Status: Current legislation

History of passage through Parliament

Text of statute as originally enacted

Revised text of statute as amended

Text of the Fire Safety Act 2021 as in force today (including any amendments) within the United Kingdom, from legislation.gov.uk.

= Fire Safety Act 2021 =

Act of the Parliament of the United Kingdom

The Fire Safety Act 2021 (c. 24) is an act of the Parliament of the United Kingdom.

== Background ==
The legislation arose out of the 2017 Grenfell Tower fire and relates to fire safety in buildings in England and Wales with two or more domestic residences, making changes to the Regulatory Reform (Fire Safety) Order 2005 (the "Fire Safety Order").

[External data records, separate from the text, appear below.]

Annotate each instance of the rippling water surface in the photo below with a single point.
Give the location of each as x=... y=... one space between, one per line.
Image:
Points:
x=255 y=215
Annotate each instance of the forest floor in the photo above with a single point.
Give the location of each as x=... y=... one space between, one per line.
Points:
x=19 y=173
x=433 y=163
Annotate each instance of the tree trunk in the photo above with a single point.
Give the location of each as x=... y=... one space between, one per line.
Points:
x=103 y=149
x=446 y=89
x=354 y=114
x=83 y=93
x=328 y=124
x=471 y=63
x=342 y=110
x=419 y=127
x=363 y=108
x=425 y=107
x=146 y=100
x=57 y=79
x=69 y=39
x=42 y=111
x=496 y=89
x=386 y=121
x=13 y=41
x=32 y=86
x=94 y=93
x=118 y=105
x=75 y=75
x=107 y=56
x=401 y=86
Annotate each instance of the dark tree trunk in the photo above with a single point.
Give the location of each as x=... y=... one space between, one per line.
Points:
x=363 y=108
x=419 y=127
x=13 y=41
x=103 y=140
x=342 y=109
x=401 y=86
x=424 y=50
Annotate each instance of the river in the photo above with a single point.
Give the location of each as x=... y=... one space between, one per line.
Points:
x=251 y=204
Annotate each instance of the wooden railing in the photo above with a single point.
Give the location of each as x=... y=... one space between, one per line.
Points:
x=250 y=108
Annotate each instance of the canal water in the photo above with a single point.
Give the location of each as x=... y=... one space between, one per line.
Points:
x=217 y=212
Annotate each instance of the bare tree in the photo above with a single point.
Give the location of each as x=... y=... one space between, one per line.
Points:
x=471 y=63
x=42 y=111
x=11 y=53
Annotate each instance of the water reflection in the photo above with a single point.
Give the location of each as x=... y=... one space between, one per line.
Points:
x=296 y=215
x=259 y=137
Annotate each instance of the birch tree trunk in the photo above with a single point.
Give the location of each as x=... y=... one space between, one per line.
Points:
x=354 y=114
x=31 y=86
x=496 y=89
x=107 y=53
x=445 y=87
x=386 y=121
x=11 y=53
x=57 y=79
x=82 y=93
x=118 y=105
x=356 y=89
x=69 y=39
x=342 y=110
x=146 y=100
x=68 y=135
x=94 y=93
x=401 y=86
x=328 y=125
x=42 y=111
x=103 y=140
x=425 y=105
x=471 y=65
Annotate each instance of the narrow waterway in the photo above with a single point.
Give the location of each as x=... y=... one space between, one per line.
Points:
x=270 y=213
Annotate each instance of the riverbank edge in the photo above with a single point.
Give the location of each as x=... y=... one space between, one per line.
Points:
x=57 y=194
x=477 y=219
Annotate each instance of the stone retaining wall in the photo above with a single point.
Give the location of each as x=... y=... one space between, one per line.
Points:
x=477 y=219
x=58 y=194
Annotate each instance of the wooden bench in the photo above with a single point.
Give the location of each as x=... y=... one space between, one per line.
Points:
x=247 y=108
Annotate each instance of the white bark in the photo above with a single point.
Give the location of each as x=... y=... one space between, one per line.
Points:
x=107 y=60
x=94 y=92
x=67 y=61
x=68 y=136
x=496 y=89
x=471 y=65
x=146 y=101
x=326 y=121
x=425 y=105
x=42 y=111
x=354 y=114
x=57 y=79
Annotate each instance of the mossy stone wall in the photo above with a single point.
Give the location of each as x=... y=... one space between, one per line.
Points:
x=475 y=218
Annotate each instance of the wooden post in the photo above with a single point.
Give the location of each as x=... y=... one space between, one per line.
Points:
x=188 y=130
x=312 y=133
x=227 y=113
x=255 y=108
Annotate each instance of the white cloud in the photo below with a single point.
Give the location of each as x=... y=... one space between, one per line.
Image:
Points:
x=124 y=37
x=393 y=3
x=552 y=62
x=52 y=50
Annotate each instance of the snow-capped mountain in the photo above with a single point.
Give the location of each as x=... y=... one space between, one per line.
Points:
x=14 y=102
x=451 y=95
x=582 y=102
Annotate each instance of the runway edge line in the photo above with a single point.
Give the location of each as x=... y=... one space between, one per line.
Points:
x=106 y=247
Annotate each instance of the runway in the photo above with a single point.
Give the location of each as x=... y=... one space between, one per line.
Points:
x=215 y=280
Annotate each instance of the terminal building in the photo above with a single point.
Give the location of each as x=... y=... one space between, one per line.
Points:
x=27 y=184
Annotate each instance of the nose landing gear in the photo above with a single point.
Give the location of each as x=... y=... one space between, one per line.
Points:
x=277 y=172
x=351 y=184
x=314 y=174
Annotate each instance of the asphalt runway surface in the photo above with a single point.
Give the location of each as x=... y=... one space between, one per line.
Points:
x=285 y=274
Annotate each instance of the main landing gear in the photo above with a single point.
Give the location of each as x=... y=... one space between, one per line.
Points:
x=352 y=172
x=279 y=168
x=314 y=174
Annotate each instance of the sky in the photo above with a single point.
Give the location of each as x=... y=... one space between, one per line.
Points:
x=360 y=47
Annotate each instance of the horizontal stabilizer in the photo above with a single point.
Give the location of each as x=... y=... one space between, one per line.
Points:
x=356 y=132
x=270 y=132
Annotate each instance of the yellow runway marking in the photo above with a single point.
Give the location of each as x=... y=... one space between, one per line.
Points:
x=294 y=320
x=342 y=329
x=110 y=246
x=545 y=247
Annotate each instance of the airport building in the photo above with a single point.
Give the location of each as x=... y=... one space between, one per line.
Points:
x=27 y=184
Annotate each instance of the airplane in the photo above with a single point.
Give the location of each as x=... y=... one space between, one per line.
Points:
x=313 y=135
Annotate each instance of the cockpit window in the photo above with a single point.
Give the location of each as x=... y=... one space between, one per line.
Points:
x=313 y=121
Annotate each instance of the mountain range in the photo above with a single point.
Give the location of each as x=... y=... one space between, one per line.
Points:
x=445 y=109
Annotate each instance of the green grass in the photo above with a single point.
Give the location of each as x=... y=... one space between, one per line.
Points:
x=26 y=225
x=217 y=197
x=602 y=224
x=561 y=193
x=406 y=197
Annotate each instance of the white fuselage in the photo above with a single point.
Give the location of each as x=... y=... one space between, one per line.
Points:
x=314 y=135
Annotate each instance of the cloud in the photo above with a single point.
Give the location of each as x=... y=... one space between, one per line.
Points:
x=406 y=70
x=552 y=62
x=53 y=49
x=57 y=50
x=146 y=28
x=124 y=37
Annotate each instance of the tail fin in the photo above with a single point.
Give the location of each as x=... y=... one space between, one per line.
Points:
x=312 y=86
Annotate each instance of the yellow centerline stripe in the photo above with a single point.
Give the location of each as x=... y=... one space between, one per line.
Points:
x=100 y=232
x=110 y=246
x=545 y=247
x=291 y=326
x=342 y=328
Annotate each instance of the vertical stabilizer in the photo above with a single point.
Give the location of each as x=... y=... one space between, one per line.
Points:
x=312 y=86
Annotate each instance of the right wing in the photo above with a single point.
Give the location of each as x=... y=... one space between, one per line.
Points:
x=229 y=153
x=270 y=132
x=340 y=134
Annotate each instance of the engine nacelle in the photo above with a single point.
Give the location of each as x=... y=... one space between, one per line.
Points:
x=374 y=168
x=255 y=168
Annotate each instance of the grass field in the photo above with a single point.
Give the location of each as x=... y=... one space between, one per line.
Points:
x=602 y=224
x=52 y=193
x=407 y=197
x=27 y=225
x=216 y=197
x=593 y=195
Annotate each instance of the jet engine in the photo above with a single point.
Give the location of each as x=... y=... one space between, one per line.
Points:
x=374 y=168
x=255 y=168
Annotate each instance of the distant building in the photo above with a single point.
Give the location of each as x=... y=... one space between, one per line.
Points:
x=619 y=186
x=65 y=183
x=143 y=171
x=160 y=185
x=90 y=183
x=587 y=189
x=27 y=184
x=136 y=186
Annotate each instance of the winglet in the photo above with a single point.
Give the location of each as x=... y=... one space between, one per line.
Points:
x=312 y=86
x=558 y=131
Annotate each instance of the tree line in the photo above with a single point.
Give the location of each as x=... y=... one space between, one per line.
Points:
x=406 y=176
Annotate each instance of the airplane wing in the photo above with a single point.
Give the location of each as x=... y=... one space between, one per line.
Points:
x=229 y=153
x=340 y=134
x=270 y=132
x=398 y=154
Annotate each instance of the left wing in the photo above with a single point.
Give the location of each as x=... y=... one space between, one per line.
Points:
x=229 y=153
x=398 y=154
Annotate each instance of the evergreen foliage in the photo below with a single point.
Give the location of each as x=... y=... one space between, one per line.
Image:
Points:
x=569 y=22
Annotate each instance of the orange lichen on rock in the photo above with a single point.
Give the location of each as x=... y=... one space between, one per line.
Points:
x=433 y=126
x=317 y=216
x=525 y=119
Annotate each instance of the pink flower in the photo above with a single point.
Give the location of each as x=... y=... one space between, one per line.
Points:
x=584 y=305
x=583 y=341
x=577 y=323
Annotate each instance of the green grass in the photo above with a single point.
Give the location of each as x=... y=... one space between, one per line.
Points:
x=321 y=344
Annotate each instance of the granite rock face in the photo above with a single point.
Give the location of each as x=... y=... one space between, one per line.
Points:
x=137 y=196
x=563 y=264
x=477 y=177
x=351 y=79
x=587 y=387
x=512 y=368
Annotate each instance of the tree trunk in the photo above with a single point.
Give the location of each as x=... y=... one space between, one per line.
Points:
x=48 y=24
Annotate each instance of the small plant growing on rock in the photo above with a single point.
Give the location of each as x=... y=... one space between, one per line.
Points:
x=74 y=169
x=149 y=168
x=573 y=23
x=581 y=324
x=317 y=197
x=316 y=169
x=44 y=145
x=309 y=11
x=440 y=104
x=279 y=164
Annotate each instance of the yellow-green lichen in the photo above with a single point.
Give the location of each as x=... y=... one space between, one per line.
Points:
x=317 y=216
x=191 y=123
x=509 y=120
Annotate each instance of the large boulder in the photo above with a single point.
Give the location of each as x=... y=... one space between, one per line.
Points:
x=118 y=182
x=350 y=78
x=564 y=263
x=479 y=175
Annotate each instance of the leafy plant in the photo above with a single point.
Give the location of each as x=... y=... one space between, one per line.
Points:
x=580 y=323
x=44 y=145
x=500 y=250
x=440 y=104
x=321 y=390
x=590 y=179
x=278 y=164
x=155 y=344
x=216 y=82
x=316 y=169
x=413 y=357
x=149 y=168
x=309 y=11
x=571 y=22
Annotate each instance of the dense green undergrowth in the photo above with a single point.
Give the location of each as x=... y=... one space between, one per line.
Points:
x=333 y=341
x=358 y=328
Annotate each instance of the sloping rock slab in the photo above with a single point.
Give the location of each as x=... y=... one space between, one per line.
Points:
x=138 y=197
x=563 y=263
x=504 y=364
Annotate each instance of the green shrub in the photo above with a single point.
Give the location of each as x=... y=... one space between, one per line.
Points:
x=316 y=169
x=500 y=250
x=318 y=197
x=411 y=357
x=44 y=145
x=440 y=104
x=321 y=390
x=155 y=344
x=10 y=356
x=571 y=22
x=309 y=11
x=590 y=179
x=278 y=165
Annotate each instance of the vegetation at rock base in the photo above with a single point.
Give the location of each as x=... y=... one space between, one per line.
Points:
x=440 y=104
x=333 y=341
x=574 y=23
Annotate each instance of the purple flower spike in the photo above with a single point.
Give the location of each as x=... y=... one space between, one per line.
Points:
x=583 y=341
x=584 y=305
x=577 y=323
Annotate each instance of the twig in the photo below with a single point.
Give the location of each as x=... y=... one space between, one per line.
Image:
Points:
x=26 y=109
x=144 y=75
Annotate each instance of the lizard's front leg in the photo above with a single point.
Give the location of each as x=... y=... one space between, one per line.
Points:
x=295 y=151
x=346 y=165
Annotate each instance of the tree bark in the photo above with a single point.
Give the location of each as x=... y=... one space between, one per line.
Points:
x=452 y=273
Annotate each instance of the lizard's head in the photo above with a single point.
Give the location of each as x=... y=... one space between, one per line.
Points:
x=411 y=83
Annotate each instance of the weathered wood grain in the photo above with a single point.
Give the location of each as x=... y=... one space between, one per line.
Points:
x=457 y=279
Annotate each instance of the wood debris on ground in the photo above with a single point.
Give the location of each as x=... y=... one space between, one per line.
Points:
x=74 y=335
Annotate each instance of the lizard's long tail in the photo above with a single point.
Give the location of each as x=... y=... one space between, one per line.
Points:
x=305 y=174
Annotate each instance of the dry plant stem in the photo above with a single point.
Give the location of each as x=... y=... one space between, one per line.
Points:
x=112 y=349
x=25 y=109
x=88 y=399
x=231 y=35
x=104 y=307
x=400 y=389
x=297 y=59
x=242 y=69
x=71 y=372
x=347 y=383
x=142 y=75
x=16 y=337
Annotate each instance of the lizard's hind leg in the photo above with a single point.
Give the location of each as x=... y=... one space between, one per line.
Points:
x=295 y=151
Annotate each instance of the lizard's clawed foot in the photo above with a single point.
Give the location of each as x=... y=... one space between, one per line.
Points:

It was sponsored by the Home Office.

The bill received royal assent on 29 April 2021.

== Provisions ==
The act includes the following provisions:
- those responsible for the fire safety of a building will be required to share information about its external walls with the local fire and rescue service
- building owners or managers will have to inspect flat entrance doors annually and lifts monthly, notifying the local fire and rescue service if there are any faults with the lifts
- residents of buildings with two or more flats will need to have access to evacuation and fire safety instructions provided by the building owner or manager
- a public register of fire risk assessments will be established
- future changes to be made to identify which premises are covered by the Fire Safety Order, without further primary legislation.

== Reception ==
The act was criticised by the shadow fire minister and Labour MP Sarah Jones over the lack of protections for leaseholders. She also suggested the government should have done more to place the burden of responsibility on developers.

The Fire Protection Association welcomed the legislation, noting that it "makes good a long-standing issue about who is responsible for the fire safety of communal doors, external walls and anything attached, such as balconies", but also regretting that provision was not made to exclude a requirement for leaseholders to pay for remedial works to remove dangerous cladding from their buildings.